The present research study demonstrated how PDMS can be leveraged as a tunable matrix for the synthesis and incorporation of AgNPs, exploiting its sponge-like swelling properties in specific solvents such as THF. The choice of the solvent/solute pair was found to be critical for optimized nanoparticle formation, as the polarity and solvodynamic size of both solvent and solute dictate the efficiency of diffusion into the polymer network. Consistent with previous findings [
33], THF proved to be one of the most effective solvents for swelling PDMS and allowing efficient incorporation of silver tetrafluoroborate.
Nanocomposites were prepared by immersion in AgBF
4/THF solution, with systematic analysis revealing that soaking duration strongly influences both nanoparticle loading and their optical features.

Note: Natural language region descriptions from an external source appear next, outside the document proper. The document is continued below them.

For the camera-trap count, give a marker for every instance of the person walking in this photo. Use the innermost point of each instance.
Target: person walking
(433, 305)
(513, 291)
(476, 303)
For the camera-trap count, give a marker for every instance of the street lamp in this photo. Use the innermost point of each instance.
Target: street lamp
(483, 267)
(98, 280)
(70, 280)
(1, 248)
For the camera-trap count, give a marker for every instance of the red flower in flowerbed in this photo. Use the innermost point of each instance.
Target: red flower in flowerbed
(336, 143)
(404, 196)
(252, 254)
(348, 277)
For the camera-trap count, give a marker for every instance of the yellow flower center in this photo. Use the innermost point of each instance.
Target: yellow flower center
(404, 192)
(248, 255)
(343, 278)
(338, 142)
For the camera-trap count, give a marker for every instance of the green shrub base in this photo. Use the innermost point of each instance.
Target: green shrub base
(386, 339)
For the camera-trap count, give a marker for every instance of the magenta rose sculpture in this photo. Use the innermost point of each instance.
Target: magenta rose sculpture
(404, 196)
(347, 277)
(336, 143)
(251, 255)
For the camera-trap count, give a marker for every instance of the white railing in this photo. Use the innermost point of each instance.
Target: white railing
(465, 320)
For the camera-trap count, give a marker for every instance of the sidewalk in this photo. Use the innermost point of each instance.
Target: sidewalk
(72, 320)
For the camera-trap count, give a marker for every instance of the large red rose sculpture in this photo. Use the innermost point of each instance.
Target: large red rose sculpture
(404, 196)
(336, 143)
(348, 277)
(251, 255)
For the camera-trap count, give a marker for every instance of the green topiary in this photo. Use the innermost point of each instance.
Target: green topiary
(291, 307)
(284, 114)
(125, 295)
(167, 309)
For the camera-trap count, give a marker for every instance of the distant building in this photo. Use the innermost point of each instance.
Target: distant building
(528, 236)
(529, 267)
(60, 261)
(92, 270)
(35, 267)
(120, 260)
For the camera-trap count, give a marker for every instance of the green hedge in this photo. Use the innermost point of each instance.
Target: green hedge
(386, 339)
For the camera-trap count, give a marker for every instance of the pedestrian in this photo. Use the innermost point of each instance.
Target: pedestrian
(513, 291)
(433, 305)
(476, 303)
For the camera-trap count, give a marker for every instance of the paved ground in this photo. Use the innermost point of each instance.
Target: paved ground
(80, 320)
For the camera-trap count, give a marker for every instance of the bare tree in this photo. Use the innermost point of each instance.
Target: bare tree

A progressive increase in soaking time resulted in a distinct yellowing of samples, a linear growth in absorbance at 410 nm (indicative of spherical AgNPs with a diameter of ~10 nm), and a shift to multimodal resonance at longer immersion, corroborating nanoparticle interaction and agglomeration phenomena [
41,
42]. These phenomena were confirmed by HR-TEM and STEM/EDS analyses, which evidenced crystalline AgNPs homogeneously distributed within the PDMS matrix at the mesoscale.
Thermogravimetric analysis indicated that silver incorporation accelerates mass loss during thermal degradation, possibly through the promotion of cyclization and formation of more volatile cyclic oligomers [
44]. Biocompatibility assays revealed high cell viability for all AgNP-loaded and pure PDMS samples, in line with literature on PDMS and AgNP cytocompatibility and their limited ion release after the initial hours post-immersion. ICP-MS showed only short-term release of Ag
+ ions, consistent with initial cytotoxicity in the alamarBlue assay and recovery thereafter.
Antibacterial assays, including qualitative antibiograms and SEM imaging, highlighted significant inhibition of
E. coli colonization for AgNP-loaded samples, whereas pure Sylgard 184 and controls showed substantially more biofilm formation [
45,
46]. The hydrophobic and antifouling nature of PDMS may partially explain the reduced colonization, but the primary effect appears to be attributable to the presence of AgNPs and, at early time points, to Ag
+ ions [
48,
49,
55]. The bactericidal action is also dependent on both nanoparticle size and spatial distribution. As confirmed in recent studies, smaller AgNPs (~10 nm) show significantly stronger antibacterial activity due to their higher surface area and reactivity, but sparse distribution at the surface of polymer samples may limit efficacy to a bacteriostatic effect rather than full bactericidal inhibition [
28,
52].
In summary, our findings reinforce the importance of solvent-polymer dynamics, nanoparticle synthesis parameters, and size/concentration effects in dictating the biocompatibility and antibacterial performance of AgNP–PDMS composites. This understanding provides key insights for designing next-generation biomimetic materials with tailored antimicrobial and cytocompatible properties.